The product growth was intense. It made its first appearance on store shelves in 1958. By 1960 the company was selling an average of 45 cases a day from the trunks of salespersons’ cars. The sales happened in parking lots of San Diego’s hardware and sporting goods stores. Demand for WD-40 seemed unstoppable and by 1969, the entire company was renamed after the product. By 1970, the company went public and its stock price increased by 61% on the first day. Though many had tried to imitate it, even packing their products in similarly labeled blue and yellow cans, their success was hard to duplicate. The company’s sales reached $50.2 million by 1983 and by 1993 it was found to be in 4 out of every 5 households. Strong sales have continued to this day.
Legendary uses for WD-40
Through the years, the product has helped everyday users with a variety of tasks, with 2,000 documented uses for the product. Beyond loosening screws, it has been used to remove everything from stuck rings to chewing gum. Not surprisingly, it has been rumored that it’s been used in some pretty extraordinary ways, too. These include use by an Asian bus driver who had to remove a python from the undercarriage of his vehicle. There’s also a story told where police officers used the spray to dislodge a naked burglar from an air conditioning vent. If the spray can do these things, what can’t it do?
A common sense, no-frills marketing strategy
So what’s behind this product’s success? WD-40’s growth is based on a common sense approach, a strong product, and only selectively investing in major marketing efforts. At the core of this strategy is describing the product for what it is — a multi-use tool. And when your product removes everything from chewing gum to large snakes and criminals, this description is more than appropriate. Highlighting the versatility of their product has had immense benefits for the company. Rather than positioning itself as a single-use tool, the company maintains a multi-pronged approach allows it to be sold through a large number of sales channels. It seems almost everyone can find a use for it.
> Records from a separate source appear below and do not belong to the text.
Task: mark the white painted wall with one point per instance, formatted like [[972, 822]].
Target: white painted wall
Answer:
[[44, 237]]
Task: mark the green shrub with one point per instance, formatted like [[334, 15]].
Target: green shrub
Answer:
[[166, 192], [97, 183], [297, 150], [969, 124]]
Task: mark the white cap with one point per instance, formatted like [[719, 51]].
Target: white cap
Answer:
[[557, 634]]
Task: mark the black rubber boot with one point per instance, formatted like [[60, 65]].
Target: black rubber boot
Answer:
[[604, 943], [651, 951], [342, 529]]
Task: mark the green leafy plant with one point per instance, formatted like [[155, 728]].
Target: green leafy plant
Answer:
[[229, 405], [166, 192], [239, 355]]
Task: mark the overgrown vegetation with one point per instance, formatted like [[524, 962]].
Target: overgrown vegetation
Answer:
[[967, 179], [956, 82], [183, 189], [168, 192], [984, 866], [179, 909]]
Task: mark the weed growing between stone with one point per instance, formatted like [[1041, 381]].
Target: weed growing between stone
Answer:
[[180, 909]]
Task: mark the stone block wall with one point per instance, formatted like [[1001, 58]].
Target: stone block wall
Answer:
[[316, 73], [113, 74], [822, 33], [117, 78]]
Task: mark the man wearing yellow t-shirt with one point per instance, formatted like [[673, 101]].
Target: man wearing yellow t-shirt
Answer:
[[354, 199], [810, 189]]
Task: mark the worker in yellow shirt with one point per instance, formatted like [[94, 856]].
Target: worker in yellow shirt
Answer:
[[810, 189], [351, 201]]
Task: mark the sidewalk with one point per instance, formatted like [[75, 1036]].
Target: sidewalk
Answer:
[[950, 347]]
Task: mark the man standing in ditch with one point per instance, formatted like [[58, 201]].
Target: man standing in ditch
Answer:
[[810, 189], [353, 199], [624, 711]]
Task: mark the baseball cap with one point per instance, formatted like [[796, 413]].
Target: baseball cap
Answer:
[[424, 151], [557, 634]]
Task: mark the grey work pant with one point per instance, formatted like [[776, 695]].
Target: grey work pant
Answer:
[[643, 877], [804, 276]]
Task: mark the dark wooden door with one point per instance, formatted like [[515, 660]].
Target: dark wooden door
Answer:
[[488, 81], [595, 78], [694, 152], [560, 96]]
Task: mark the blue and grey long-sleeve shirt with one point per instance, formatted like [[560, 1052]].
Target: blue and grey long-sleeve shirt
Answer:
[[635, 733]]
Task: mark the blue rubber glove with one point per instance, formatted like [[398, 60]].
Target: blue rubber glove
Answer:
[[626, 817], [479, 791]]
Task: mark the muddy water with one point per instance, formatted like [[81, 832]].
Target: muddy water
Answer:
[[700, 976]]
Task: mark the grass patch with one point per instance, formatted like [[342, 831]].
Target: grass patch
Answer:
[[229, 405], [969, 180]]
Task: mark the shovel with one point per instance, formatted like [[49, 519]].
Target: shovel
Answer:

The company’s success also reflects a focus on core, traditional areas in business. Their product remains small and delivers on what it promises to do. Its staff is small (just 450 employees) but dedicated and focused and there’s a good company culture for them to work in. The product has a global reach in 176 countries. Its reach is supported by a solid, reliable distribution network. It seems that everything the company, from how it does business to the products it brings into its portfolio, aligns with a single goal: solving customer problems. And who can question a common sense approach that seems to be working so well?